肖王府便在朝阳街,高鉴一听脸色更加难看,继续问道:“那男子长什么模样,作何打扮?”
“那男子长相普通,没什么特征,穿着一件深蓝色短衫,同色的裤子,看样子应该是哪位府上的随从。”
高鉴见问不出什么,道:“今日之事不许外传,若让本官在外面听到任何风言风语,本官要了你们的脑袋,可明白?”
两人惶恐地应声,“大人放心,小人等绝不会向外透露一个字。”
“他们救了小姐,每人赏银五十,带下去吧。”
“是,老爷。”高兴带着两人出了正厅。
高鉴坐在正厅,一阵心烦意乱,强迫自己冷静下来,思索着这件事,怎么想怎么觉着不对劲,这一琢磨便琢磨到了天亮。
“老爷,小姐醒了。”
听到回禀声,高鉴回过了神,连忙起身走向高真儿的卧房。刚来到门前就听到一阵微弱的哭声,有气无力,却伤心不已,听得高鉴一阵心疼。他走进卧房,径直走向床前。

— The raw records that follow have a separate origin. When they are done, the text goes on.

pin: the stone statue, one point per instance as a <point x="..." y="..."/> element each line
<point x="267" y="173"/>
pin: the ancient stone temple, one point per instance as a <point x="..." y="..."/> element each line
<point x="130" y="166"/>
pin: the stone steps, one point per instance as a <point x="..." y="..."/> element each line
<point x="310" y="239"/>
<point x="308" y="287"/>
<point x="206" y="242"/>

李秋娥见他进来,起身让开了床前的位置,愤怒地说道:“老爷,方才真儿说了,就是肖王干的,他想害死真儿。老爷,您要为真儿报仇啊!”
高鉴没有理会李秋娥,坐到了床边,道:“真儿,感觉如何?”
高真儿的眼泪再次涌出眼眶,哭着说道:“父亲,真儿……真儿还以为再也见不到父亲了,呜呜……”
高鉴心疼地替她擦了擦眼泪,慈爱地说道:“真儿不怕,父亲在,不会再让人伤害你,无论是谁都不可以。”

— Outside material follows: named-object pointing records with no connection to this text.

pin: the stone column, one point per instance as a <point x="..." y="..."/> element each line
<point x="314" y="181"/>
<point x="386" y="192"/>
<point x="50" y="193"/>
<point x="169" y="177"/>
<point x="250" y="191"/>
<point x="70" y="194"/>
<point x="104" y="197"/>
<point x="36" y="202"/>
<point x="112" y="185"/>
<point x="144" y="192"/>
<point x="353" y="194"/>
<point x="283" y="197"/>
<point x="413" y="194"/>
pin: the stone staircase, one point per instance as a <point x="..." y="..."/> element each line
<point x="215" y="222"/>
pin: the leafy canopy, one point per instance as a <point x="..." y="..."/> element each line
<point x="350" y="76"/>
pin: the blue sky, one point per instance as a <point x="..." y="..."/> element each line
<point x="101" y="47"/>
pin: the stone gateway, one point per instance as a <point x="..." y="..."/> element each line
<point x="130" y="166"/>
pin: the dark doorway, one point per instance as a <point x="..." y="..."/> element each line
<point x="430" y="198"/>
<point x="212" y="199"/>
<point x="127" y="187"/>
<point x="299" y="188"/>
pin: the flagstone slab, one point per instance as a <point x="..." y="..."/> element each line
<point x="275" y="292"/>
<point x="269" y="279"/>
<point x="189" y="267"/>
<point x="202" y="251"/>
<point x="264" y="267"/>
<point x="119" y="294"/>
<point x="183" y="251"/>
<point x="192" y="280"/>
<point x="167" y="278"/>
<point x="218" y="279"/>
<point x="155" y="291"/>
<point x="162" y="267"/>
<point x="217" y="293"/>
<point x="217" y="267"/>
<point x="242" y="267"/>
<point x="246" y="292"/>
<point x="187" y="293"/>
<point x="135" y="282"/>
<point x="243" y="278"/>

“父亲……呜呜……对不起,都怪真儿任性,没有听父亲的,才酿成如今的祸端,对不起,真儿错了……”
高鉴轻哄道:“真儿不哭,一切有父亲在,没事了,安心吧。”
高真儿平复了一下心情,道:“父亲,那日我去肖王府,肖王以忙于政事为由,并不见我,我心中虽委屈,却也知道政事要紧,便在他院子里等着。谁知等了一个时辰,也不见他回来,我便想着回家,谁知在院子里撞到了一名侍女,她说漏了嘴,原来他并非在忙于政事,而是在王妃院子里温存。”
在父亲的面前说出这番话,高真儿不由红了脸,只是她必须把话说清楚,让父亲认清林肆的为人。
“后来发生何事?”
“后来女儿觉得羞愤难当,便跑出了王府,谁知半路被人迷晕,等女儿醒来,发现自己被绑住手脚,囚禁在一处柴房内,雪儿和月儿已然不在。女儿在惶恐中度过了三日,三日未曾吃过东西,也未曾喝过水,咳咳……”
高真儿咳嗦了两声,下意识地吞了吞口水。
李秋娥见状连忙去倒水,高鉴伸手接了过来,一勺一勺地喂她喝了下去。
温水滋润了喉咙,高真儿继续说道:“第三日夜间,门外传了动静,他们在门外讲话……”
高真儿将昨夜发生的事,仔仔细细地说给高鉴听。
高鉴越听眉头皱得越紧,道:“你亲眼看到门外的人是胡宪宗?”
高真儿肯定地点点头,道:“是,杀我的人开门时,我看到了他的脸,就是胡宪宗。”
高鉴的脸色阴沉地能滴出水来,道:“好啊好,好毒辣的心肠!不愧是肖王,好手段!”
“当初月儿在肖王接近女儿时,便提醒过女儿,说他接近我,并非出自真心,只是为了接近父亲,我当时被情爱迷了眼,根本听不进去,才落得这般下场,月儿和雪儿……都是我害了她们……”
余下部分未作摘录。